The four signature genes appear to me to have weak association with pyroptosis associated publications. TLR2, shown in figure 2, is among the most lowly associated genes, but I find is still associated with 30 pubmed abstracts prior to 2023 (currently 42), while BIRC3, APOL1 and BHLHE40 are currently referenced by 4, 3 and 1 publication, respectively. I think some effort to address whether these genes are actually involved in pyroptosis per se versus any other genes or other cell functions (permutation tests?) would strengthen the study. Additionally, as noted below, access to the code used to generate results might have addressed this concern. The criteria used to accept/reject candidate genes as relevant to pyroptosis are not clear to me.

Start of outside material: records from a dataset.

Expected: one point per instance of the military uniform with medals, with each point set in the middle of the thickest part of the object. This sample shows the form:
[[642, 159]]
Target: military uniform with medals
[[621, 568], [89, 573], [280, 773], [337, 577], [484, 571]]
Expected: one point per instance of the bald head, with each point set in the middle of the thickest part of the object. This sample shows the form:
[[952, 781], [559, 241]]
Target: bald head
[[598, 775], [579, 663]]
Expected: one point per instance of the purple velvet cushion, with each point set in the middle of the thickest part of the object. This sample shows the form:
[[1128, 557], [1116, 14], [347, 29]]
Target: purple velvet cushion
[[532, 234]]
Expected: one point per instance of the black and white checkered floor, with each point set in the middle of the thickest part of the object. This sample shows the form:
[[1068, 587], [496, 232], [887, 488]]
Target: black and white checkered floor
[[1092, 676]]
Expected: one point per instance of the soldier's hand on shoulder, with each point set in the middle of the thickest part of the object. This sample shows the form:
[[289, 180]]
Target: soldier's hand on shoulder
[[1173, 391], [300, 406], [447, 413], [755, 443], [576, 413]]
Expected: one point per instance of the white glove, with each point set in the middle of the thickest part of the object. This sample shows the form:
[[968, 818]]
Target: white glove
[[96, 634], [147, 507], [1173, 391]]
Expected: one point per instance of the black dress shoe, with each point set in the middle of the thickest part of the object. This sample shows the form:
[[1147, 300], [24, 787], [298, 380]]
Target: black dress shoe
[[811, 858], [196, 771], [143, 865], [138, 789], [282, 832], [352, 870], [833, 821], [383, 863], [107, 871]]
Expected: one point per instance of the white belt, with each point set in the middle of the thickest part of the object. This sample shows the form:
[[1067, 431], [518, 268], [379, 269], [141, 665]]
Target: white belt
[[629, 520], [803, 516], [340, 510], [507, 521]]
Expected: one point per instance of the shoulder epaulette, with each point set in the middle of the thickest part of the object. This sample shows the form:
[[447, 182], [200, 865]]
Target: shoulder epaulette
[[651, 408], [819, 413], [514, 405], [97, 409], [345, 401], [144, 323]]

The authors do not appear to have provided access to their R and python scripts aside from the LDA core code. It is impossible to evaluate the validity of the approaches used (or replicate them) without the code and I think it is increasingly required that authors make these things available upon publication of their work. I suggest adding it to the git repository mentioned in the supplemental data.

Minor issues:

The GSE data sets listed in supplemental data table 1 and the text (section 2.6 and elsewhere) do not entirely match. I also cannot find GSE1022384. This creates some confusion.

The introduction states that “novel biomarkers capable of detecting PDAC at earlier stages” are needed and this is certainly the case. However, the manuscript does not address this issue, but instead identifies prognostic markers. It is not entirely clear that the addition of these four genes to the literature as prognostic markers enhances what is already known about prognostic markers.

It would be helpful to include the numerical data for the graphs shown in figure 2 and elsewhere.

The use of "pyroptosis associated genes" should probably be used throughout, see line 306, for example.

Author Response

Dear Reviewer,

Thank you very much for your review of our manuscript. I have attached our detailed responses to each of your comments.

Best regards,

Kangtao

Author Response File: Author Response.pdf

Round 2

Reviewer 3 Report

Comments and Suggestions for Authors

I feel that the authors have adequately addressed my concerns.